Le futur là-bas c’était pas comme ici. Les gens vivaient de jour en jour. L’été tout le monde travaillait dans les champs et avec les animaux. Et l’hiver on passait la vie dans les maisons avec le stock de nourriture, à se raconter des histoires et a faire des jeux. Comme il y avait beaucoup de neige, on creusait des tunnels entre les maisons. On était comme des souris (rires) ! C’était pas toujours facile mais y’avait une grande solidarité et confiance entre les gens. Par exemple, quand maman faisait à manger, elle prévoyait toujours un peu plus pour un invité surprise, ou pour une famille qui souffrait de pauvreté.
Bébé, je m’évanouissais souvent. Une fois quand j’avais 6 ans, j’ai perdu connaissance tellement longtemps que mes parents pensaient que j’étais mort. Ils ont même creusé la tombe et m’ont mis dans le cercueil. Moi j’avais le sentiment de faire un voyage à très grande vitesse. Il y avait des couleurs et des sons merveilleux, des formes qui se formaient et se déformaient à l’infini. Et au moment où ils ont abaissé le cercueil dans la tombe, je me suis réveillé et j’ai commencé à hurler ! Après ça, j’avais grandi. J’avais pas les mots des adultes, mais je les comprenais. Les gens du village pensaient que j’avais quelque chose de sacré. Ils donnaient leur parole « sur la tête de Bayram ».
J’étais très aimé. J’avais un caractère rassembleur. Là où j’étais, il y avait toujours la paix. À mes 8 ans, on a déménagé dans une ville. La population du village avait augmenté, il n’y avait plus assez à manger. Et j’ai découvert que derrière les montagnes, il y avait encore des montagnes (rires) ! Pendant quelques années on a vécu dans un gecekondu (maison « posée en une nuit ») à Elbistan. La violence là-bas, c’était en permanence.
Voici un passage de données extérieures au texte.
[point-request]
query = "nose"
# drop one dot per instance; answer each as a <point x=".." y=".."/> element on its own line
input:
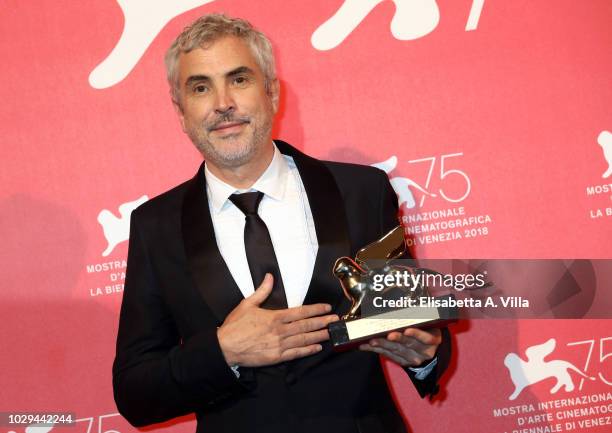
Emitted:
<point x="224" y="101"/>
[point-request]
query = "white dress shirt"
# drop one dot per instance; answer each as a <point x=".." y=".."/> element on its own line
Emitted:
<point x="285" y="210"/>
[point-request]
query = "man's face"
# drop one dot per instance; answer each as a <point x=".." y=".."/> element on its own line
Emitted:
<point x="225" y="107"/>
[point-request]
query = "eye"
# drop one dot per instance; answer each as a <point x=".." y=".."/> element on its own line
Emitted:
<point x="241" y="81"/>
<point x="200" y="88"/>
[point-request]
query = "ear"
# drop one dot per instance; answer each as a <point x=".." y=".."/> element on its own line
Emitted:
<point x="179" y="111"/>
<point x="274" y="93"/>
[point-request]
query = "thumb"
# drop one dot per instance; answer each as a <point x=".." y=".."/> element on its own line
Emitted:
<point x="263" y="291"/>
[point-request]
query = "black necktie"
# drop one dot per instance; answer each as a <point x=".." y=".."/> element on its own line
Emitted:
<point x="259" y="249"/>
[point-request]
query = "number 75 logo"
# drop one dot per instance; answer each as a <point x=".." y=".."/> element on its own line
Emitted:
<point x="444" y="175"/>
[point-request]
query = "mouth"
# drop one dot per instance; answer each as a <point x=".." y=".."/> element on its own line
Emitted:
<point x="229" y="127"/>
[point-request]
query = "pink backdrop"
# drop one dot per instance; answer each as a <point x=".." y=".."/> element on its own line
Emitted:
<point x="497" y="110"/>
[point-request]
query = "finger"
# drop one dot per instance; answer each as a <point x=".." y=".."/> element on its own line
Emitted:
<point x="298" y="313"/>
<point x="299" y="352"/>
<point x="262" y="292"/>
<point x="308" y="325"/>
<point x="387" y="354"/>
<point x="306" y="339"/>
<point x="429" y="337"/>
<point x="408" y="354"/>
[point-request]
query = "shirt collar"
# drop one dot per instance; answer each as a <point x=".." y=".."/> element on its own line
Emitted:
<point x="272" y="183"/>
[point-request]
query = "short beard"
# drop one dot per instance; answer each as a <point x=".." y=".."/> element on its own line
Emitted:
<point x="230" y="156"/>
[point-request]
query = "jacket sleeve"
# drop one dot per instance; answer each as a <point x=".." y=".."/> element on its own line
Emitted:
<point x="389" y="220"/>
<point x="156" y="375"/>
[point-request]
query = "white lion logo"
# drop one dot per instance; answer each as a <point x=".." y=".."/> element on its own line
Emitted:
<point x="144" y="19"/>
<point x="401" y="184"/>
<point x="535" y="369"/>
<point x="605" y="141"/>
<point x="117" y="230"/>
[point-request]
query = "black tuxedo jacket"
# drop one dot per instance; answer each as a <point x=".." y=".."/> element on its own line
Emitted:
<point x="178" y="290"/>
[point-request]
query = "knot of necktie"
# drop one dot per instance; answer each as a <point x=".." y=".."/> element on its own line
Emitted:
<point x="247" y="202"/>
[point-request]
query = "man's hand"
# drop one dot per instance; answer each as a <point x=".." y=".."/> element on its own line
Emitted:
<point x="411" y="348"/>
<point x="252" y="336"/>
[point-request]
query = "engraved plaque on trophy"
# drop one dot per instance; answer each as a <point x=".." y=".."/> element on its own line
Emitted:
<point x="370" y="281"/>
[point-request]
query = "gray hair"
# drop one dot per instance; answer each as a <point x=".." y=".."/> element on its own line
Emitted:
<point x="208" y="29"/>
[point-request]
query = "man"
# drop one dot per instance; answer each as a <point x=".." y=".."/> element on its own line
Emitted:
<point x="198" y="329"/>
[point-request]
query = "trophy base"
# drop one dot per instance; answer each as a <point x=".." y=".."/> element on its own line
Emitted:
<point x="345" y="335"/>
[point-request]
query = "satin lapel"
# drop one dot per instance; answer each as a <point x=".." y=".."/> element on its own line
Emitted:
<point x="327" y="207"/>
<point x="208" y="269"/>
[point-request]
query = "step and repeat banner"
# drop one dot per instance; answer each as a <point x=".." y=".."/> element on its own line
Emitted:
<point x="492" y="118"/>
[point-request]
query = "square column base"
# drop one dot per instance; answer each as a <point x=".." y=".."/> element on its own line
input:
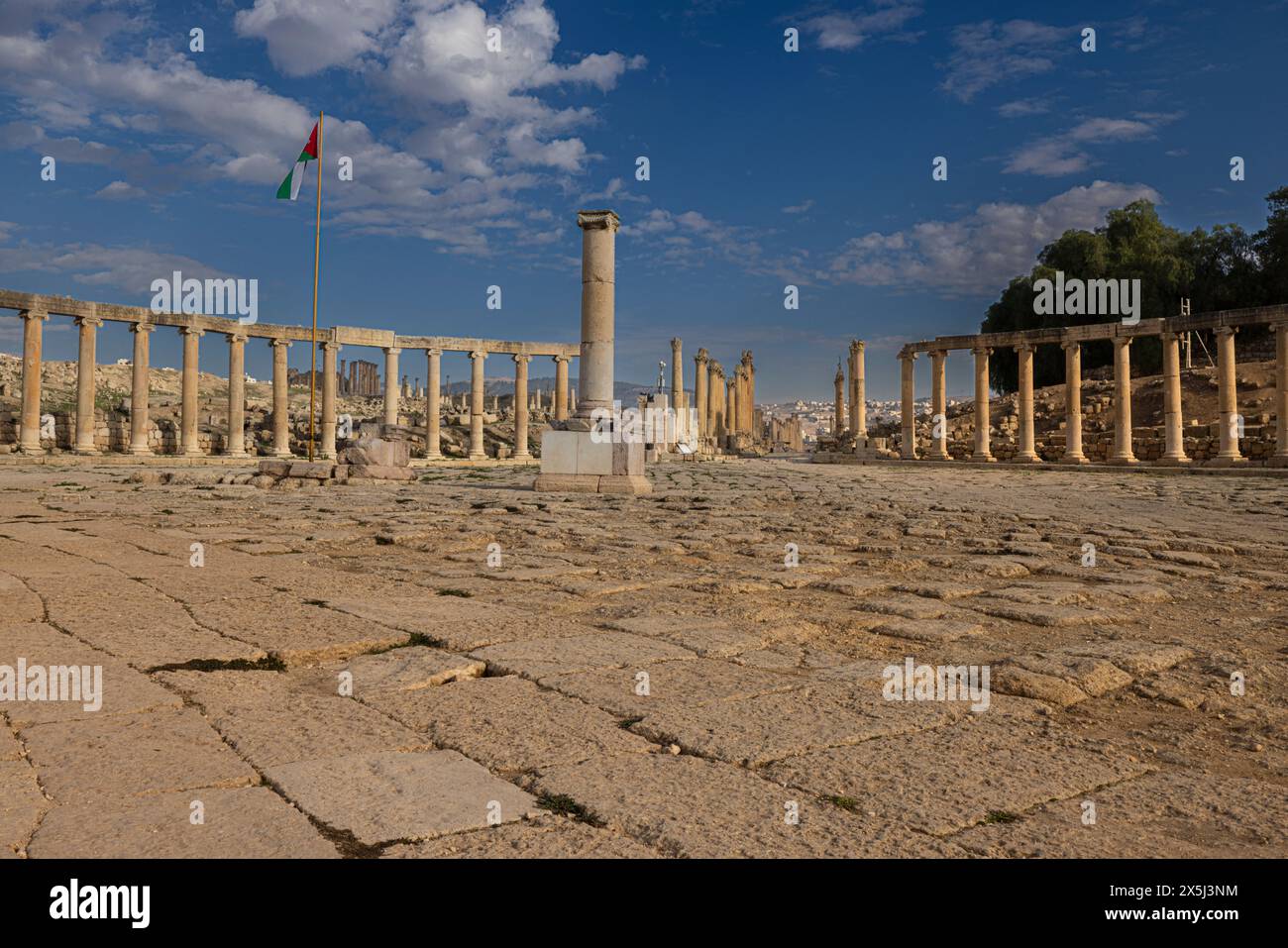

C’était l’époque du coup d’Etat militaire de 1980. Y’avait des attaques de révolutionnaires contre les fascistes, la police attaquait les révolutionnaires, entrait dans les maisons en pleine nuit et embarquait qui elle voulait.
C’est là j’ai connu la violence de l’Etat pour la première fois. J’avais 12 ans, je jouais avec des amis, et des militaires ont embarqué tous les garçons kurdes. Des révolutionnaires kurdes et turcs se cachaient parmi nous et les militaires nous montraient des photos. Quand on disait qu’on les connaissait pas, ils nous tabassaient très fort. Et à la fin on disait oui je les connais, et ils nous tabassaient encore en disant qu’on mentait. Ils ont aussi tabassé nos parents devant nos yeux. De voir son père et sa mère à terre, tabassés à coups de matraques… C’est à cause de ça que plus tard j’ai choisi de rejoindre les révolutionnaires. »
(Plainpalais)
Partie 2/4
« Quand j’ai eu 16 ans, on a déménagé à Istanbul. Cette ville est magique, j’en suis tombé amoureux ! Elle ne dort jamais, ça commerce tout le temps. Là-bas, y’a pas de dimanche hein ! On était une famille de 8 enfants et pour survivre, tout le monde travaillait. Mon père faisait les marchés, ma mère préparait à manger et faisait le ménage du matin au soir. C’est énorme l’effort qu’elle a fourni. Après l’école, moi je cirais des chaussures ou je vendais des smits (pains au sésame) sur un plateau énorme que je portais sur la tête. C’était un combat qu’on menait ensemble pour subvenir aux besoins de chacun. On s’adaptait à tout, mais en restant toujours unis. C’était ça notre plus grande force.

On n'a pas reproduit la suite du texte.